Le pape Léon XIII a trompé l’attente de M. Cesare. Il l’accuse d’avoir pratiqué avec trop de constance la politique de son principal électeur, d’être conciliant avec tout le monde, sauf avec l’Italie, de n’avoir de complaisances que pour les puissans de la terre qui affectent de s’apitoyer sur la perte de son patrimoine et promettent de lui en rendre un morceau. Que doit-il penser d’une brochure qui fait quelque bruit à Rome et qu’on attribue à l’un des prélats de l’entourage du saint-père[1]? l’auteur anonyme reproche à Léon XIII de faire trop de concessions au Quirinal, de subir la fâcheuse influence « des Perugini ou de la tribu remuante et active des prêtres ombriens, qui l’ont connu à l’archevêché de Pérouse et maintenant ont envahi le Vatican. » Ces prêtres sont les champions et les avocats « du vieil esprit italien, toujours rebelle à l’ascétisme, toujours en quête des jouissances temporelles, beau diseur, mais croyant à peu de chose, faisant des vers latins, composant des homélies, plaidant agréablement la cause de la philosophie thomistique, et de temps à autre glissant dans l’oreille du vicaire du Christ des conseils perfides, qui tous n’ont qu’un but : la conciliation avec l’Italie par n’importe quels moyens. Il y a dans les caisses du trésor des millions que le pape a toujours refusés et qui vont s’accumulant. C’est le miroitement de cet or qui allume tant de convoitises. Le Christ n’a-t-il pas été vendu pour trente deniers ? »

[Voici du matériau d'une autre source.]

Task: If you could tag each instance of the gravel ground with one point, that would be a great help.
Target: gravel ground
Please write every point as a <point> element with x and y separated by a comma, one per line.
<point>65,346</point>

Assailli de reproches contradictoires, Léon XIII a sans doute renoncé depuis longtemps à satisfaire tout le monde, et peut-être se résigne-t-il à ne contenter personne. Les cardinaux papables qui ne seront jamais papes devraient se consoler de leur disgrâce en pensant à sa situation pleine de difficultés, à toutes les peines qu’il se donne pour accorder des intérêts opposés, au choix embarrassant qu’il doit faire entre des amis trompeurs et des ennemis déclarés, entre des maux certains et des remèdes souvent plus dangereux que les maux. Mais rien ne console les ambitieux.


G. VALBERT.

  1. Le Pape et l’Allemagne. Rome; typographie, rue Arcione, 3, 1er mars 1887. Paris; Ghio et P. Sevin.